SamuelCahyawijaya commented 1 year ago

/test dataset=indonesian_wsd

github-actions[bot] commented 1 year ago

Run result

Check test log here: https://github.com/IndoNLP/nusa-crowd/actions/runs/3116269726

muhsatrio commented 1 year ago

/test dataset=indonesian_wsd

github-actions[bot] commented 1 year ago

Run result

Check test log here: https://github.com/IndoNLP/nusa-crowd/actions/runs/3120028826

bryanwilie commented 1 year ago

Hi @muhsatrio, thank you for the revision!

If you checked from this line here, the source label atas is actually concatenated with the text itself.

Just for suggestion, will it better to put the source label atas in the text_2_name t2t schema?

And one more thing, could the __init__ file be removed from the commits too?

Thanks again!

muhsatrio commented 1 year ago

Hi @muhsatrio, thank you for the revision!

If you checked from this line here, the source label atas is actually concatenated with the text itself.

Just for suggestion, will it better to put the source label atas in the text_2_name t2t schema?

And one more thing, could the __init__ file be removed from the commits too?

Thanks again!

Hi @bryanwilie, just updated based on your review, please recheck again, thank you!

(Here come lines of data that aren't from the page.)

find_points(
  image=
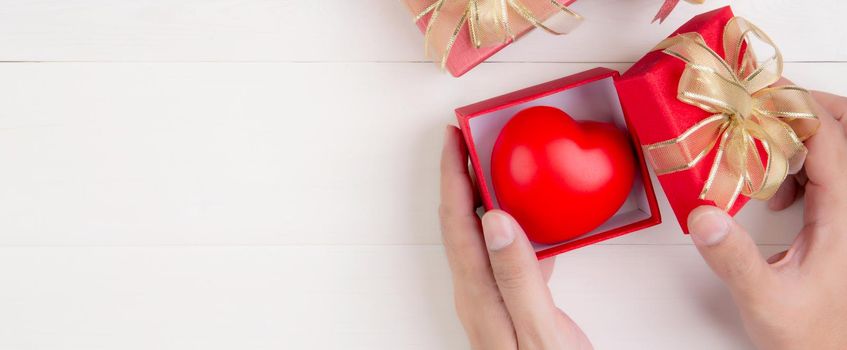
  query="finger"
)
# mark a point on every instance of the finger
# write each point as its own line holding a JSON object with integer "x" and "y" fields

muhsatrio commented 1 year ago

/test dataset=indonesian_wsd

github-actions[bot] commented 1 year ago

Run result

Check test log here: https://github.com/IndoNLP/nusa-crowd/actions/runs/3121632292

SamuelCahyawijaya commented 1 year ago

Hello, I think this dataset is not that simple tho. According to the paper, it should be a classification task given two sentences from English and Indonesian. Perhaps @rmahendra could help us to describe the process that needs to be done to get the classification dataset. Thank you!

SamuelCahyawijaya commented 1 year ago

Hello @muhsatrio, aku bahas sama Pak Rahmad Mahendra, and you can find his suggestion is as follow:

Sepengetahuan saya (setidaknya untuk eksperimen non deep learning), task WSD biasanya training model per word.

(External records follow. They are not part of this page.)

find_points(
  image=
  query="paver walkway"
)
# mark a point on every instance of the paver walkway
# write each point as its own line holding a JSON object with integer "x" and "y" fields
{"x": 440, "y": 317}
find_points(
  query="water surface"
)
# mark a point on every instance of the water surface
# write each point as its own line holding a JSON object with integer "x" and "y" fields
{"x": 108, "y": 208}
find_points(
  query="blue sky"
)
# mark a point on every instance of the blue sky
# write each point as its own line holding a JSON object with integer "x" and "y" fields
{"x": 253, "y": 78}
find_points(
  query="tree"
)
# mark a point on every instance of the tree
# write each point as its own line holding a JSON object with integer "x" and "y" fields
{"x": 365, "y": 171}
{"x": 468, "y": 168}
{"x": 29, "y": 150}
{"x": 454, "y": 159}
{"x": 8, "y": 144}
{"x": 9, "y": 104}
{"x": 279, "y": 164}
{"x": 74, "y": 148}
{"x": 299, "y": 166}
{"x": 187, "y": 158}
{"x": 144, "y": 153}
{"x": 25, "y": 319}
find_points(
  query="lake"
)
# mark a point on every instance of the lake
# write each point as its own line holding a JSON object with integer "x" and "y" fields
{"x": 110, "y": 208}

Input ke classifier given model, sentence
Output: sense_id

Misalnya di data yang dirilis, ada 6 kata. Bangun 6 binary classification model (ada 2 sense id per kata)

So, I think classification for prediting sense_idwould be more appropriate on this, although I feel that using sense_id as the label is not ideal either. Do you have any other suggestion on this? cc @bryanwilie @muhsatrio

muhsatrio commented 1 year ago

/test dataset=indonesian_wsd

muhsatrio commented 1 year ago

Hi kak @SamuelCahyawijaya, I had commited some changes. Based on yout past suggestions, first of all I try to find the word value based on sense_id to Bahasa WordNet website (as far as I know it is https://bahasa.cs.ui.ac.id/iwn/wordnet.php), but I just get blank page result after I filled the input word and click submit button. I think I will use second option, use sense_id as label, wdyt?

SamuelCahyawijaya commented 1 year ago

Hi @muhsatrio, thank you for the update and sorry for the late reply. Well, yeah, I think in that case, that is the best we can do for now. Let's do the second option then!!

muhsatrio commented 1 year ago

Hi @muhsatrio, thank you for the update and sorry for the late reply. Well, yeah, I think in that case, that is the best we can do for now. Let's do the second option then!!

For the second option had been done actually kak @SamuelCahyawijaya , can recheck again yap!